Pengertian At-tajalli
Secara kebahasaan At-tajalli adalah penampakan sesuatu bukan karena sebelumnya terhalang. Karena itulah ia berbeda dengan al-kasyf yang berarti ketersingkapan. و النهار اذا تجلّى (Demi siang kala tampak) Par ahli irfan nazhari menggambarkan secara umum tahap tajalli sebagai tahap ketika zat mutlak Allah Al-Haq dan semua kesempurnaanNya nampakdan menyeruak. Adapun ilustrasi detail proses penampakan itu, para ahli irfan nazhari, memberikan penguraian yang berbeda-beda. Sebagian menganggap al-hulul sebagai proses penampakan. Sebagian lain menganggap al-ittihad sebagai prosesnya. Sedangkan sebagian lain At-tajafi.

Pembagian At-tajalli
Sebagian ahli irfan membagi At-tajalli dalam beberapa tahap sebagai berikut:
  1. At-tajalli al-ilmi al-I’tiqadi. Yaitu tahap penampakan konsep-konsep keyakinan yang terbatas -berupa hijab pikiran. Ini penampakan tak sejati.
  2. At-tajalli asy-syuhudi. Yaitu tahap penampakan Al-haq dalam entitas-entitas subjektif dan objektif –ketika busana selainNya telah lebih dulu dilucuti-. Sebagian menggambarkannya sebagai tahap penampakan Al-Haq berupa salinan muqayyad (terbatas, relatif) atau mutlak dalam forma (tampilan) segala maujud (entitas). Ini pempakan rendah.
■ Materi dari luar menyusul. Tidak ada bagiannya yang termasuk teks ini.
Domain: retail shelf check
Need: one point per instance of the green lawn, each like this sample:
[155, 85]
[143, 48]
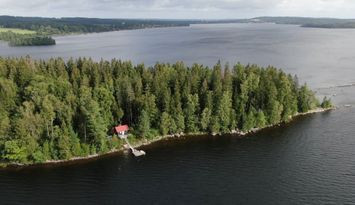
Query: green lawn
[17, 30]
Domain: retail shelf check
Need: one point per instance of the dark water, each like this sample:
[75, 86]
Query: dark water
[309, 161]
[316, 55]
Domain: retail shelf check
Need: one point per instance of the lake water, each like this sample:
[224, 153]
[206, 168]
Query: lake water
[309, 161]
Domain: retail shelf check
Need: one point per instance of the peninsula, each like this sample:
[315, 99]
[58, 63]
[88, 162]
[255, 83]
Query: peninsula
[55, 110]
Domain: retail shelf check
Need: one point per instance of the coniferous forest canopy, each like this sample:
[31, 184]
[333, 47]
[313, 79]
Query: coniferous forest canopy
[54, 109]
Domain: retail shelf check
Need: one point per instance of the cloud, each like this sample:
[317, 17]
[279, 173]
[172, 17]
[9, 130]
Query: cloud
[178, 8]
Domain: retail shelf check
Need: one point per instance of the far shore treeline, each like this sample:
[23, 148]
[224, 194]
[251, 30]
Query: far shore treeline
[54, 109]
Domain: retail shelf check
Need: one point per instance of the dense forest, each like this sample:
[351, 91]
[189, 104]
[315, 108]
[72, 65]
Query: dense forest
[49, 26]
[54, 109]
[16, 39]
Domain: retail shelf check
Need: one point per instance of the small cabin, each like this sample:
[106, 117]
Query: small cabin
[122, 130]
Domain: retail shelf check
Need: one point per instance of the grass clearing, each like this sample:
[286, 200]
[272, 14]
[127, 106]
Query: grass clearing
[17, 30]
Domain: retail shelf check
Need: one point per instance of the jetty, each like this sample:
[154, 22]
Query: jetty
[122, 132]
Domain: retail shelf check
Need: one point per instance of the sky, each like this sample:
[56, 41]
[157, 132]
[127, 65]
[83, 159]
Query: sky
[178, 9]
  3. At-tajalli al-wujudi asy-syahadi. Yaitu tahap penampakan Al-Haq yang terefleksikan dalam ketetapan-ketetapan dan pengaruh serta jejak entitas-entitas. Penampakan kedua ini merupakan konsekuensi dari penampakan pertama. Ini penampakan medium.
  4. At-tajalli al-‘ilmi al-‘aini. Yaitu Yaitu tahap penampakan Al-Haq dalam forma pengetahuan tentang diriNya berupa forma entitas-entitas, potensi dan kapasitas-kapasitas. Kaum sufi menyebutnya dengan Al-faidh Al-Aqdas atau limpahan terkudus.
Identitas-identitas objek dalam At-tajalli
Sebagian ahli irfan menyebutkan empat tahap (maqam) dalam tajalli sejati sebagai berikut:
  1. Maqam al-wahidiyah. Yaitu penampakan zat Allah dengan segala sifat-sifatNya yang merupakan zatNya sendiri. Inilah maqam permulaan.
  2. Maqam al-inniyah. Yaitu penampakan dan kemanunggalan Al-Haq dalam kesempurnaan-kesempurnaanNya. Inilah maqam kedua.
  3. Maqam al-huwwiyah. Yaitu penampakan zat al-Haq dengan asma’ dan sifat-sifatNya. Zat Al-Haq dalam maqam ini lebih khusus daripada Allah.
  4. Maqam al-ahadiyah. Yaitu penampakan zat Al-Haq semata tanpa sifat maupun asma’Nya. Inilah maqam puncak.
Dunia Tajalli adalah dunia misterius yang amat luas. Ia tak akan pernah diungkap dengan uraian kata atau goresan tinta. Ia harus dimasuki dan dirasakan setelah menghancuran rezim-rezim nafsu dalam diri kita. Karena itu, ‘berlarilah kepada Allah’.

Sumber-sumber:
1. Mabani Al-Ma’rifah, 34-53,
2. Al-Futuhah al-Makkiyah, juz 3, hal. 440, Al-futuhat Al-makkiyah, juz 1, 289,
3. Fushusuh Al-Hikam, Syarh Al-Qaishari, hal. 175, 276, Fushush Al-Hikam , syarh Al-Afifi, hal. 90,
4. Tajalli wa Zohour dar Erfan, 178-179,
5. Asyi’ah Al-lama’at, hal. 16, 17, 113,
6. Al-Insan Al-Kamil, Al-jili, juz 1, hal. 42, 43, 72, 89-93,
7. Tamhid Al-Qawa’id, hal. 144,
8. Manazil Al-Sa’irin, Al-tilmasani, hal. 510.